Understanding of lung cancer takes a major step forward with this study

warodom changyencham/Getty Images Asian female doctors speculate on X-ray images from virus corona-infected lung patients.

warodom changyencham/Getty Images

Illustrative image showing a lung x-ray

HEALTH – As “hidden killer”air pollutants can cause lung cancer in non-smokers via a mechanism unveiled this Saturday, September 10 in a study, which marks a “not important for science – and society” according to experts.

Already implicated in climate change, fine particles – less than 2.5 microns, about the diameter of a hair – are responsible for cancerous changes in cells of the respiratory tract, according to scientists from the Francis-Crick Institute and from University College London.

Found in vehicle exhaust, brake dust or fossil fuel fumes, fine particles are “hidden killer”told AFP Charles Swanton of the Francis-Crick Institute, responsible for presenting this research, not yet peer-reviewed, at the annual congress of the European Society for Medical Oncology, which takes place until 13 September, in Paris.

If air pollution has long been suspected, “We didn’t really know if this pollution directly caused lung cancer, or how”explained Professor Swanton.

The researchers first explored data from more than 460,000 residents of England, South Korea and Taiwan, and showed that exposure to increasing concentrations of fine particles was linked to an increased risk of lung cancer.

When and how does lung cancer start?

The major discovery is that of the mechanism by which these pollutants can trigger lung cancer in non-smokers.

Through laboratory studies on mice, the researchers showed that the particles caused changes in two genes (EGFR and KRAS), already linked to lung cancer.

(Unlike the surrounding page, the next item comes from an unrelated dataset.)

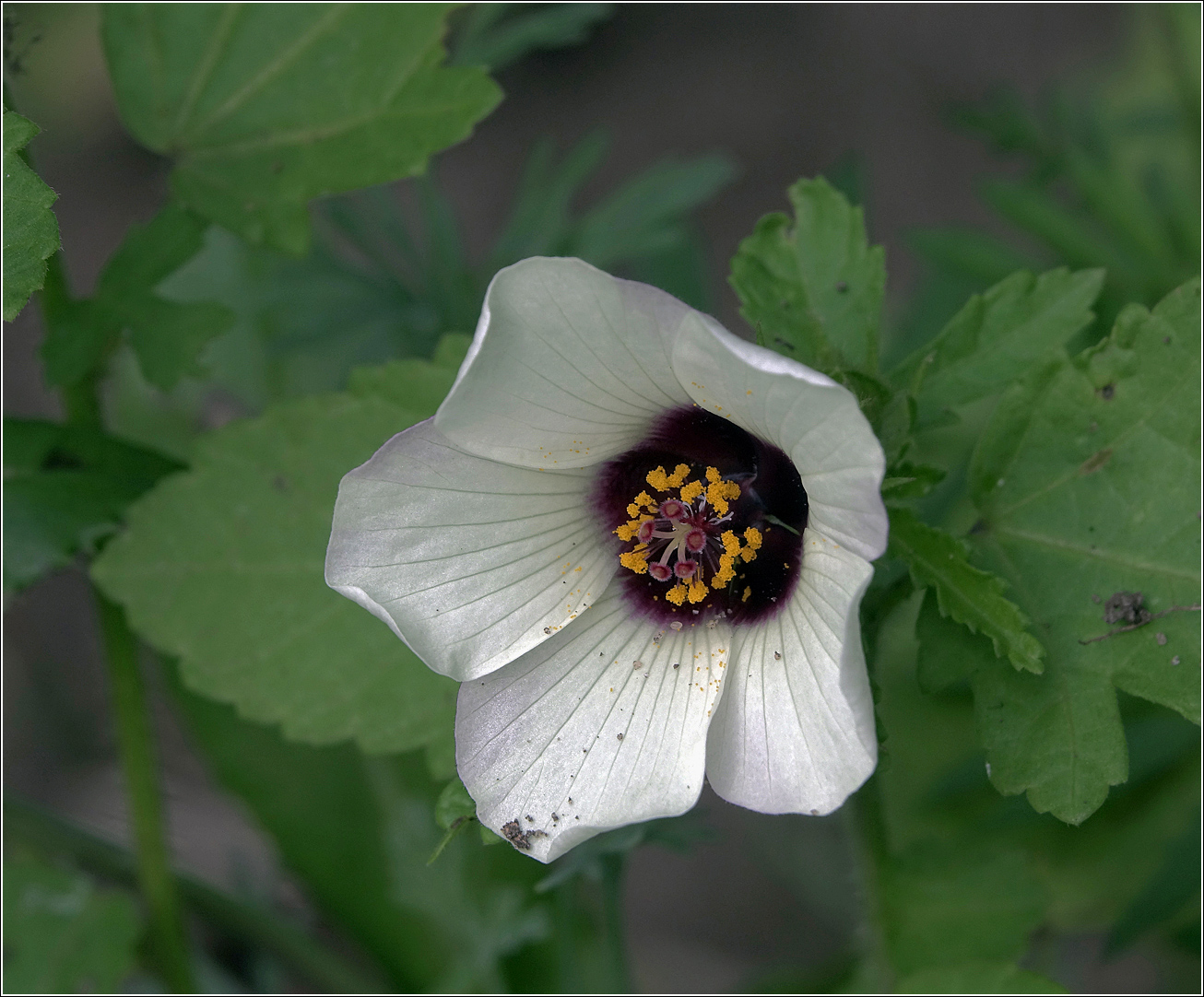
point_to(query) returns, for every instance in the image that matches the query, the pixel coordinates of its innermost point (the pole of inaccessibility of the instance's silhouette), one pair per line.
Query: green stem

They then analyzed nearly 250 samples of healthy human lung tissue, never exposed to carcinogens from tobacco or heavy pollution. Mutations in the EGFR gene appeared in 18% of the samples, alterations in KRAS in 33%.

“On their own, these mutations are probably not enough to lead to cancer. But when you expose a cell to pollution, it probably stimulates some sort of reaction.” inflammatory, and if “the cell harbors a mutation, it will form a cancer”sums up Professor Swanton.

It’s a “deciphering the biological mechanism of what was an enigma” but “quite confusing”recognizes this chief medical officer of Cancer Research UK, the main funder of the study.

Traditionally, it was thought that exposure to carcinogenic factors, such as those from cigarette smoke or pollution, caused genetic mutations in cells, making them tumorous and causing them to proliferate.

For Suzette Delaloge, director of the cancer prevention program at the Gustave-Roussy Institute, “It’s quite revolutionary because we had practically no demonstration before of this alternative carcinogenesis”.

“This study is a pretty big step for science – and for society too, I hope”told AFP this oncologist, responsible for discussing the study at the congress. “This opens a great door for knowledge but also for prevention”.

The next step will be to “understand why certain altered lung cells become cancerous after exposure to pollutants”according to Professor Swanton.

Air pollution affects everyone

This study confirms that reducing air pollution is also crucial for health, insist several researchers.

“We have the choice whether to smoke or not, but not the air we breathe. As probably five times more people are exposed to unhealthy levels of pollution than tobacco, this is a major global problem.”launched Professor Swanton.

More than 90% of the world’s population is exposed to what the WHO considers to be excessive levels of fine particulate pollutants.

This research also gives hope for new approaches to prevention and treatment. To detect and prevent, Suzette Delaloge is considering several avenues but “not for tomorrow” : “personal assessment of our exposure to pollutants”detection – not yet possible – of the EGFR genetic mutation, etc.

For Tony Mok, from the University of Hong Kong, quoted in an ESMO press release, this research, “as intriguing as it is promising”, “make it possible to one day look for precancerous lesions in the lungs using imaging, then try to treat them with drugs like interleukin-1 inhibitors? ».

Professor Swanton imagines “what molecular cancer prevention could be in the future, with a pill, maybe every day, to reduce the risk of cancer in high-risk areas”.